Yankee fans and brass were thrilled with the 2015 debut of first baseman Greg Bird (1992), who provided the silver lining to the broken calf bone that derailed Mark Teixeira‘s huge comeback season. Greg contributed solid, though not stellar, defense, while hitting 11 home runs and driving in 31 runs in 46 games. The Yankee organization and its fans were crushed when Bird was lost for the 2016 season due to shoulder surgery, and despite a stellar stint in the Arizona Fall League and a wonderful 2017 Spring Training session, Greg was lost for most of the season yet again with foot surgery. A fifth-round choice and signing in 2011, Bird’s lefty power bat appeared to be the perfect fit for the short porch in right in the Bronx going forward, which he demonstrated with a strong finish to the ’17 season, and in the postseason. He blasted nine home runs and 28 rbi’s on the year. and three more long balls and six driven in in the stirring postseason run. He had a horrible season in 2018, however, hitting 11 home runs with 38 rbi’s while striking out 78 times in 82 games. He was replaced at first by late-season pickup Luke Voit, and did not even make the postseason roster. It remains to be seen how significant a chance Greg will get to rebound in 2019.

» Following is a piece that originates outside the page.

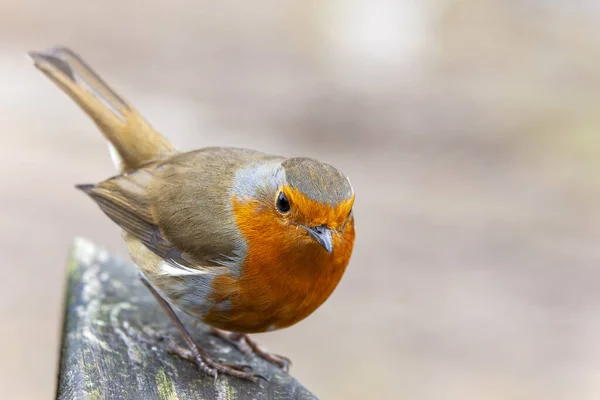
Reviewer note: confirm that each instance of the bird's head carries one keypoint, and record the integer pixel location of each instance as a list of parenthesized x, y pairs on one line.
[(297, 202)]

And finally, though he never took the field with the team, former Royals and Cardinals Manager Whitey Herzog (1931) signed with the Yankees as an amateur free agent in 1949. The Yanks sent Herzog, Lou Berberet, Bob Wiesler, Herb Plews, and Dick Tettelbach to the Washington Senators for Mickey McDermott and Bobby Kline in April 1956.
Other birthdays start with the intimidating St. Louis Hall of Fame starter Bob Gibson (1935), who won 251 games from 1959 through 1975; Jim Riggelman (1952); Brewers lefty Ted Higuera (1958), whom Don Mattingly respectfully referred to as “Bad Teddy”; lefty-hitting Moonlight Graham (1876), made famous from the movie, Field of Dreams ; Chad Ogea (1970); Scott Sauerbeck (1971); Joe Nunnally (1971); Jose Rosado (1974); Jeff D’Amico (1974); Peter Bergeron (1977); Jason Standridge (1978); Adam Dunn (1979); David Bush (1979); Chuck James (1981); Tony Barnette (1983); Joel Zumaya (1984); Zach Neal (1988); Curt Casali (1988); Andrew Knapp (1991); and Rowan Wick (1992).